Êtes-vous souvent allé en Russie ?

Je m'y suis rendu environ dix fois. J'ai dispersé les cendres de ma mère sur la tombe de Maïakovski. Il y a quelques années, j'ai été invitée en Russie par le ministre des Affaires étrangères, M. Lavrov, en compagnie d'autres descendants de célèbres Russes pour me voir remettre l'ordre de Lomonossov au nom d'Elena Vladimirovna Maïakovskaya. J'espère être enterrée en Russie.

Quand et où votre mère vous a-t-elle annoncé qui était votre père ?

Je l'ai toujours su. Il y avait toujours des livres de Maïakovski. Ma mère ne m'a jamais menti, elle n'a jamais menti à ses maris.

Quels sont les grands moments de votre carrière ?

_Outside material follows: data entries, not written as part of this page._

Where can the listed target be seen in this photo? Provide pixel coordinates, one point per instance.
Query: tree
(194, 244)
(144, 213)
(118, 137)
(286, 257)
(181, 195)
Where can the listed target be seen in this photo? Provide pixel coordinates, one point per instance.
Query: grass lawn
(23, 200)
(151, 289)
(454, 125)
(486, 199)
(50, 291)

J'ai été un écrivain à succès et une éditrice avant de devenir une universitaire. J'ai écrit pour de nombreux magazines et j'ai été éditrice dans des maisons d'édition comme Macmillan et McGraw.

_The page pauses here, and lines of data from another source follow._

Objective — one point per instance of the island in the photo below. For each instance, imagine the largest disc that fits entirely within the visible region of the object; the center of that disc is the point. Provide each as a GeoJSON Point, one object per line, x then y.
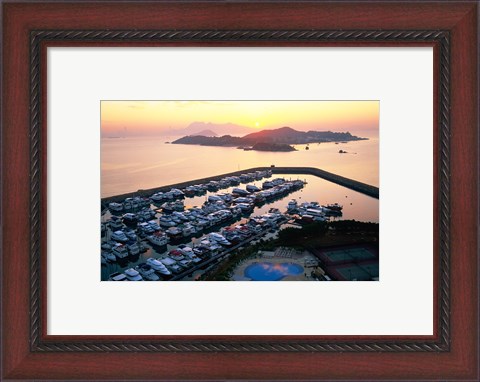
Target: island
{"type": "Point", "coordinates": [269, 140]}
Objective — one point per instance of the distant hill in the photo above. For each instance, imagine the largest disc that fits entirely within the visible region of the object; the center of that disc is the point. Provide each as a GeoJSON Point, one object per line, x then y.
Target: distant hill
{"type": "Point", "coordinates": [270, 140]}
{"type": "Point", "coordinates": [205, 133]}
{"type": "Point", "coordinates": [291, 136]}
{"type": "Point", "coordinates": [218, 128]}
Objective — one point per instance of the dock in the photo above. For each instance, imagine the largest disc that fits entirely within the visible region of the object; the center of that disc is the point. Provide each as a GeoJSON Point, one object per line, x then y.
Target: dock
{"type": "Point", "coordinates": [355, 185]}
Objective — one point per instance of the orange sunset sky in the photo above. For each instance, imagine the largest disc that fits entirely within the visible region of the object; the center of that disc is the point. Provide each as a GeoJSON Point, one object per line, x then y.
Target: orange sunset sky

Sur quoi avez-vous travaillé dernièrement ?

Sur mes derniers livres, dans lesquels j'explique ma philosophie de vie : ça s'appelle The Hestia trilogy, d'après la déesse grecque du foyer. De la vingtaine de livres que j'ai écrit ce sont ceux dont je suis la plus fière.

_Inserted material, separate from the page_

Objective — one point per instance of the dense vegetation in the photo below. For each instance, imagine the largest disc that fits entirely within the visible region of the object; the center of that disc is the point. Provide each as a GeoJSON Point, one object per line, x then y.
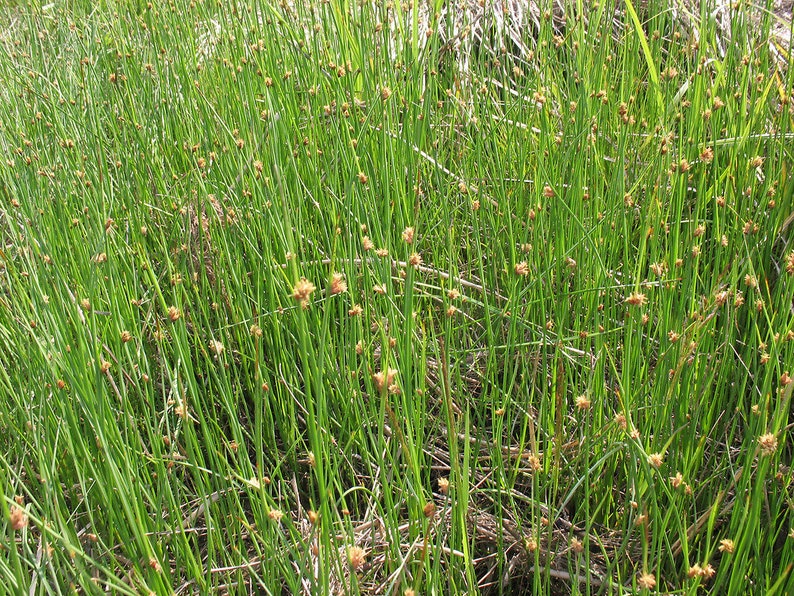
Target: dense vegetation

Mon travail théorique sépare le foyer du marché de l'emploi. Ce qui est masculin dans une culture peut être féminin dans une autre. Nous nous situons tous dans un continuum de genre, et même dans notre vie, quand une femme mesure 1m80, il y a tout un tas de choses que les gens s'imaginent : je ne suis pas passive, je suis une défenseuse de ce qu'il aurait défendu.

Et je pense qu'il [Maïakovski] aurait été très enthousiasmé par l'étude de l'égalité des sexes. Ce que j'ai dit et démontré dans mes livres c'est que la maison requiert un type de comportement, et le marché de l'emploi un autre type de comportement. Bien sûr, une femme peut être, disons, PDG de Google, mais combien peuvent se permettre d'avoir deux ou trois assistants à la maison qui leur permettront de réussir leur carrière ?

Que fait votre fils ?

Mon fils Roger est avocat de la propriété intellectuelle. Lorsqu'il est allé en Russie pour la première fois il voulait expliquer aux Russes que leur plus grande ressource n'était pas le pétrole et le gaz, mais une ressource intellectuelle.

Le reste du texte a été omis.